This is an exciting time to be an independent musician. The music industry’s slow oxidation – and the advancement of technology and the internet – has put an unprecedented amount of power in the hands of the artist. Talented musicians like Bon Iver can now hole up in a remote location and crank out masterpieces of mass appeal via an emergent DIY ethos that finds them writing, singing, playing most (if not all) of the instruments, and often handling the engineering, mixing, and even the final mastering by themselves. YouTube and other websites (and alternative, satellite, and internet radio) are making success stories out of artists who wouldn’t have had much of a chance to break through ten years ago, since they are now able to take advantage of new ways of funding their recordings and videos via sites like Kickstarter, and have discovered the marketing potential for going “viral” on the aforementioned YouTube and social networking sites. San Diegan (by way of Australia) Lee Coulter has managed to take advantage of this new world of nascent possibility and finds himself poised to break through on a national level with his latest album, Mr. Positivity.
As with the majority of his recorded oeuvre, Coulter, who was recently anointed Sirius XM Coffee House’s “Discovery of 2011,” pulled off virtually every aspect of making this latest CD on his own (which in itself is a monumental achievement in versatility akin to Michelangelo having built the Sistine chapel before painting it), producing a fantastic aural result that belies the various low-fi bedroom recording environments he employed. As usual, and also blessedly concordant with recent trends, he has managed to farm out just enough collaborative string to avoid getting lost in his own maze; “Grey or Blue,” the album’s first single (and first video, a latent YouTube smash thanks in part to the photographic and cinematic prowess of wife – and album art designer – Sharisse) is a Beatles-esque, doe-eyed co-write with friend and fellow singer/songwriter Kate Vincent that has all the timely potential to be a multimedia hit, a glass-half-full answer to fellow Australian Gotye’s caustic kiss-off duet with Kimbra, “Somebody That I Used to Know.”
Coulter’s sweet ’n’ low tenor anchors the deceptively sparse arrangements, achieving an inordinately full sound from a seemingly exiguous quiver of instruments. Crystal clear acoustic guitars dominate a bright landscape of organic handclaps and whistling, cozy occasional piano and banjo, warm there-only-when-needed bass, and scanty percussion that propels the stronger-than-the-sum-of-its-parts grooves when present.

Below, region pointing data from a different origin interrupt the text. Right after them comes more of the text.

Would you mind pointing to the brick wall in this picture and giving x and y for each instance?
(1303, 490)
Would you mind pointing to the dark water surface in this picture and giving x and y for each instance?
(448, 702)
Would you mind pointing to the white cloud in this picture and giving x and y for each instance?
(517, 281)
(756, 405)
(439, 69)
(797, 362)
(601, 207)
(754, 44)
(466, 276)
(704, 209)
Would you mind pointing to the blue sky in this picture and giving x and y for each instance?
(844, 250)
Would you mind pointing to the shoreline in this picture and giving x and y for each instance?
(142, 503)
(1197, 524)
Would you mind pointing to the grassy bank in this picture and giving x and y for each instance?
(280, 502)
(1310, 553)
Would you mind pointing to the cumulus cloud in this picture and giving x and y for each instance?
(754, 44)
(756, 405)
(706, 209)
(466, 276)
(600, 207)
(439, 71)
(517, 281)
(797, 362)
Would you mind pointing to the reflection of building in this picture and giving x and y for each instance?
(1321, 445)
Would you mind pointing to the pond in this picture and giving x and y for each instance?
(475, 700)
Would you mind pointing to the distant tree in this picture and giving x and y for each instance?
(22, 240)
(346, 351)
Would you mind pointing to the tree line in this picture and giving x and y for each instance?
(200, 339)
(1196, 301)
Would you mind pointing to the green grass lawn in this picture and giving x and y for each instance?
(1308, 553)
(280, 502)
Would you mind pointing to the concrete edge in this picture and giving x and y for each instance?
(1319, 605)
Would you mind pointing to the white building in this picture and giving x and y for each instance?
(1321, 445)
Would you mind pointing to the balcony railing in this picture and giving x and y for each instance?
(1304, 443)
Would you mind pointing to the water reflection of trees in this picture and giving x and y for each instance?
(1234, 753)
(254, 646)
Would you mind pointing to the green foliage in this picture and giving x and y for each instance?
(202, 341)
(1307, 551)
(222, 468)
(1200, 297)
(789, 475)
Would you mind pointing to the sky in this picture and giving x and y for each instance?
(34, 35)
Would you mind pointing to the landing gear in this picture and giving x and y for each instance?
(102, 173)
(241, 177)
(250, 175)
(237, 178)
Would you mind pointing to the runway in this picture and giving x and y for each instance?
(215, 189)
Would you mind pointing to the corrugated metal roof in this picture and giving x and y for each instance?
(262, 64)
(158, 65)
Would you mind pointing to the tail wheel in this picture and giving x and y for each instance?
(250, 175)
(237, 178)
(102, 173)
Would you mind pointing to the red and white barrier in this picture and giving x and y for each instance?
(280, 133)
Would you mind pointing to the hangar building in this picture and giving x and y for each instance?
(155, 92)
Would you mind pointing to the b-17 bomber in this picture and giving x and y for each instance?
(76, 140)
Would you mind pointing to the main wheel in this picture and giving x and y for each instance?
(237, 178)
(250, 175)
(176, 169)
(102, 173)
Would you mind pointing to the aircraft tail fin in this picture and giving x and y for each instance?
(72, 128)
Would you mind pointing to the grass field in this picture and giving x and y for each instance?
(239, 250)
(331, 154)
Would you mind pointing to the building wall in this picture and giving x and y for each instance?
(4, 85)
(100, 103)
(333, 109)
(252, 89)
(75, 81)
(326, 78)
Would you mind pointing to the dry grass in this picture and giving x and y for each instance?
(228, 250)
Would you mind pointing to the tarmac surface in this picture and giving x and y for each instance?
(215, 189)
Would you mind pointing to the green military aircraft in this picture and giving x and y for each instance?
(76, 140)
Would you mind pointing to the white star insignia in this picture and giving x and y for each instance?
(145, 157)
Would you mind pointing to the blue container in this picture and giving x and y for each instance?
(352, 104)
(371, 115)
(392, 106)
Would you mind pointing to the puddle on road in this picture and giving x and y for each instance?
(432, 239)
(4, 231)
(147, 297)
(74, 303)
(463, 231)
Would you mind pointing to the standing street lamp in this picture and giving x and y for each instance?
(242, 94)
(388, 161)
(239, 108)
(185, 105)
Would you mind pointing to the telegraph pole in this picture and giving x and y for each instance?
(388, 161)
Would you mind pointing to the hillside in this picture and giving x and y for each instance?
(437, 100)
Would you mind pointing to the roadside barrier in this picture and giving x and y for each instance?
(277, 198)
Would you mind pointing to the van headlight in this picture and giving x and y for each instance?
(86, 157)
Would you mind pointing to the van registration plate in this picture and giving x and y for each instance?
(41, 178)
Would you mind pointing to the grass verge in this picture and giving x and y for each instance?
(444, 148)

Mr. Positivity is aptly named; like the once cool but now overused faux vinyl graphic on the CD itself, the songs often fall prey to optimistic, backward-looking clichés and saccharine Jason Mraz-meets-Jack Johnson folk-rap charm (starry-eyed paeans to one’s child like “Safe And Sound” – and worn-out hip-hop-isms like ‘Cameo’s “You got it goin’ on” – face tough odds). But by choosing this title, Coulter is consciously recognizing what he is in his heart and art with a refreshingly unironic shrug (“Well I’m taking you down, Mr. Positivity/But it’s not easy when he is me”), winning the listener over through a genuine artistic identity that’s not afraid to unabashedly express love for life and wife, and an undeniable mastery of all the skills required to create and market this auspicious album.